Heurts et arrestations ont eu lieu, bien que la police israélienne
ait proclamé, bien avant l’état d’urgence, dans le périmètre
de la mosquée et interdit aux fidèles de moins de 45 ans de
faire la prière du vendredi. Les lieux se sont transformés en véritable
caserne et il a fallu des policiers par milliers pour réprimer
les manifestants. Les membres du mouvement islamique du cheikh
Raed Salah avaient défié donc les interdits israéliens. Un
tribunal israélien lui avait interdit, ainsi qu’à une dizaine
de ses partisans, l’accès à la mosquée pendant dix jours,
limitant sa présence à 150 mètres des murs du Vieux Jérusalem.

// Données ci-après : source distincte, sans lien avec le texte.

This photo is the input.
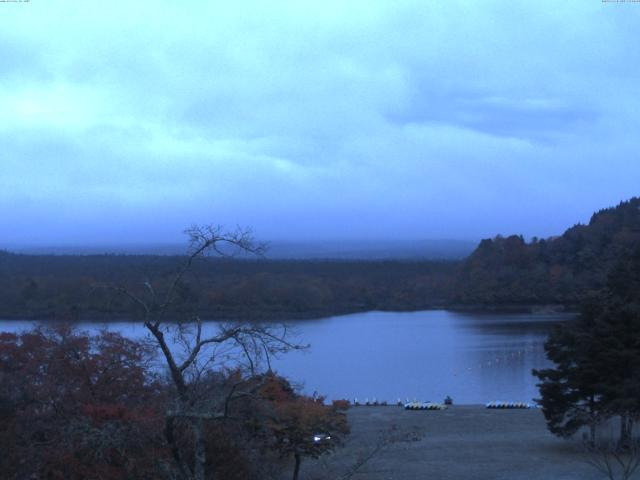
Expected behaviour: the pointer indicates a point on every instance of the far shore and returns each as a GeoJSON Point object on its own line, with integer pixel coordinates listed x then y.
{"type": "Point", "coordinates": [293, 316]}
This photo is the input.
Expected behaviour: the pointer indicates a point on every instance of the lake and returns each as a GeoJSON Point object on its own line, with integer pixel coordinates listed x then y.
{"type": "Point", "coordinates": [427, 355]}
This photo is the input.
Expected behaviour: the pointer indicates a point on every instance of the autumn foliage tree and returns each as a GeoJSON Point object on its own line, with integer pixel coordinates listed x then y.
{"type": "Point", "coordinates": [75, 406]}
{"type": "Point", "coordinates": [301, 426]}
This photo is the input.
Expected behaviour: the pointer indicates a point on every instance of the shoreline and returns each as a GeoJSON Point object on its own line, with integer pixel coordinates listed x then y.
{"type": "Point", "coordinates": [462, 442]}
{"type": "Point", "coordinates": [290, 316]}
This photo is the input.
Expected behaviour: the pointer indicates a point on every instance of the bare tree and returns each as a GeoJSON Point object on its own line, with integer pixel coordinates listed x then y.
{"type": "Point", "coordinates": [191, 352]}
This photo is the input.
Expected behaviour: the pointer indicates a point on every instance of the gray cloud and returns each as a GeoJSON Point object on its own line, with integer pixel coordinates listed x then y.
{"type": "Point", "coordinates": [322, 120]}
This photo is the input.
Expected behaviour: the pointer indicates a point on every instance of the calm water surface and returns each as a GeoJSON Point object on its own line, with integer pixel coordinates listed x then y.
{"type": "Point", "coordinates": [474, 358]}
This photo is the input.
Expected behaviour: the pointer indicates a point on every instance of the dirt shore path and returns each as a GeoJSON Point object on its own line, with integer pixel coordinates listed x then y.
{"type": "Point", "coordinates": [463, 442]}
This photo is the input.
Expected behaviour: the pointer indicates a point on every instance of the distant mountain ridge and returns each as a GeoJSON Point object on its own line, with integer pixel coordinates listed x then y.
{"type": "Point", "coordinates": [562, 270]}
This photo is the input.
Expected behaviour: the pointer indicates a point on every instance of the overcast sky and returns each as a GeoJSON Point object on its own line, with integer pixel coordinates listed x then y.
{"type": "Point", "coordinates": [129, 121]}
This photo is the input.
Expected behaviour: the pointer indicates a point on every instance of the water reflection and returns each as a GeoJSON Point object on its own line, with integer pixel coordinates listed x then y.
{"type": "Point", "coordinates": [423, 355]}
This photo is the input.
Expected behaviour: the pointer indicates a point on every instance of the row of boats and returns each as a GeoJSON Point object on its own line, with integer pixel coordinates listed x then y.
{"type": "Point", "coordinates": [415, 405]}
{"type": "Point", "coordinates": [499, 404]}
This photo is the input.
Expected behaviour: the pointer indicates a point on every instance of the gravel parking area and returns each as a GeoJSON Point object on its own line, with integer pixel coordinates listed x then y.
{"type": "Point", "coordinates": [463, 442]}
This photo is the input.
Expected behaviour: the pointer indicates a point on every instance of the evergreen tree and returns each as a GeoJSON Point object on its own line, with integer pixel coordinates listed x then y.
{"type": "Point", "coordinates": [597, 359]}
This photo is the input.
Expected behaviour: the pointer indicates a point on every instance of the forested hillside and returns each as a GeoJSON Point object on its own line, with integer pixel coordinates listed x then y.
{"type": "Point", "coordinates": [501, 272]}
{"type": "Point", "coordinates": [561, 270]}
{"type": "Point", "coordinates": [48, 286]}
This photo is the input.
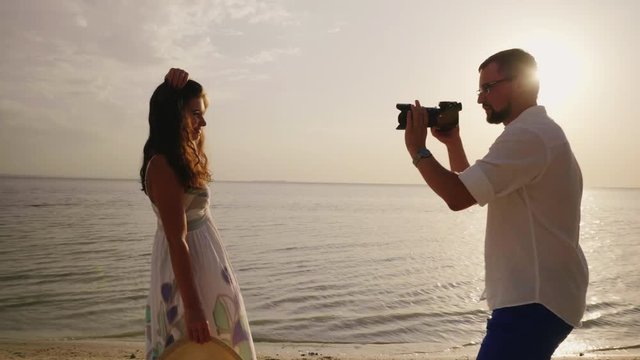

Et c’est à partir de ce point qu’il a conduit les
protestations. Lui-même avait révélé, documents et cartes à
l’appui, le plan israélien pour détruire une partie de la
mosquée d’Al-Aqsa.
Yoval
Baruch, un des principaux archéologues israéliens, a
d’ailleurs reconnu que les travaux visent à la recherche
d’antiquités juives. Mais il a indiqué par la suite que les découvertes
qui en résulteront concerneront les trois religions et certaines
d’entre elles seront exposées à Jérusalem. Tentant d’en
prendre la défense, il a affirmé que les fouilles ont lieu «
conformément à la loi et qu’il n’y a pas la moindre
intention d’approcher la mosquée ».
D’autres
archéologues israéliens mettent en garde contre l’effet de ces
fouilles sur les fondations. La colère palestinienne reste entière
de toute façon ; le problème étant loin d’être résolu.
D’aucuns craignent la naissance d’une nouvelle Intifada, à
l’exemple de celle provoquée en 2001 par la visite incongrue
d’un Ariel Sharon, alors ministre de la Défense sur l’Esplanade
des mosquées. Ce lieu saint de l’islam reste toujours le point
de départ de toutes les crises.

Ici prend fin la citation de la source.